My original composition was inspired by a trip with a friend, and our eldest sons, to the sombre and sobering battlefields of WW1. “Passchendaele Lad” tells the story of a young Lad from Yorkshire, England, who signs up with the British Army, and finds himself in Northern France/Belgium on one of the bloodiest campaigns of the 1st World War’s Western Front. With the heaviest rains for 75 years, combined artillery having pounded any form of irrigation structure to oblivion, the battlefields from Ypres to Passchendaele resembled a moonscape and quagmire. Trenches, mines and bunkers were a limited protection from the continuous artillery, bullets, and chlorine or mustard gas clouds. This was “hell on earth”! Not the glory that “Passchendaele Lad” anticipated when he signed up. His only momentary escape is when he falls asleep in the trenches from sheer exhaustion, thoughts drifting back to his homeland and the girl he left behind. This fleeting memory is soon jolted back into reality before he goes over the top, only to become yet another victim of the millions wiped out in the conflict. “Passchendaele Lad” rests amongst the thousands of graves at Tyne Cot Cemetery.
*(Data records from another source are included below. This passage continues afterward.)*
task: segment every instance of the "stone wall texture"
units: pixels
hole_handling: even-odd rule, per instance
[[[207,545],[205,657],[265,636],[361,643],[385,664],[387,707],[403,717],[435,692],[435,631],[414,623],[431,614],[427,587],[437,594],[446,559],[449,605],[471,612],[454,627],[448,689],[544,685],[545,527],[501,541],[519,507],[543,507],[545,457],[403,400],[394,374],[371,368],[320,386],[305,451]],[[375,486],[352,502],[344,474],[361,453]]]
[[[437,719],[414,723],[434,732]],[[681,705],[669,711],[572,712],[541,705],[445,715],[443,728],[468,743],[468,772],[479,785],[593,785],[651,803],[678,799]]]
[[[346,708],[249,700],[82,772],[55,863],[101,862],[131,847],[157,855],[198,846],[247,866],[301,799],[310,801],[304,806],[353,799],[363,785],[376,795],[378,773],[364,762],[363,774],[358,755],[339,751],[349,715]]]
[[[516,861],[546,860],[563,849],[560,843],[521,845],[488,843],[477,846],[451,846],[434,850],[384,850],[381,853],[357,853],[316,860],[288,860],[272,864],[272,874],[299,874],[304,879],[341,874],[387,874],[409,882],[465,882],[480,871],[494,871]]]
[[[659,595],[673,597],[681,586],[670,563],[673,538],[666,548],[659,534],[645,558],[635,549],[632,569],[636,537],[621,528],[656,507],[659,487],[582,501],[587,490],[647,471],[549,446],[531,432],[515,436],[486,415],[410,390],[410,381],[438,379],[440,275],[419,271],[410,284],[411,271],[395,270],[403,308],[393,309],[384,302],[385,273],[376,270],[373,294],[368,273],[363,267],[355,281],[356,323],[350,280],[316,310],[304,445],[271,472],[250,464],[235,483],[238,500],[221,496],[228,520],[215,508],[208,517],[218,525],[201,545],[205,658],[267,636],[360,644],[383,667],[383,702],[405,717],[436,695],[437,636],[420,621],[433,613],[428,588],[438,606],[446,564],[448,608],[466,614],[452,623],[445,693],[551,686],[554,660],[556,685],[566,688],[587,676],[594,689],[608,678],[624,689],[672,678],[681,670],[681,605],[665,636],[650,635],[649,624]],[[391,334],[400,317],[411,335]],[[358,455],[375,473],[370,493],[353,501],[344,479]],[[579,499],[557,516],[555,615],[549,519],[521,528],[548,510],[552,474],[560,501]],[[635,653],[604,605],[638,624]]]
Passchendaele, like Stalingrad or Sangin in later wars, is a name that sends a shiver down the spine for the sheer unfathomable numbers killed in the direst of circumstances. Officially known as the Third Battle of Ypres, Passchendaele became infamous not only for the scale of casualties, but also for the mud.

I hope you enjoy my dedication to those that fought, died and survived this horrendous conflict.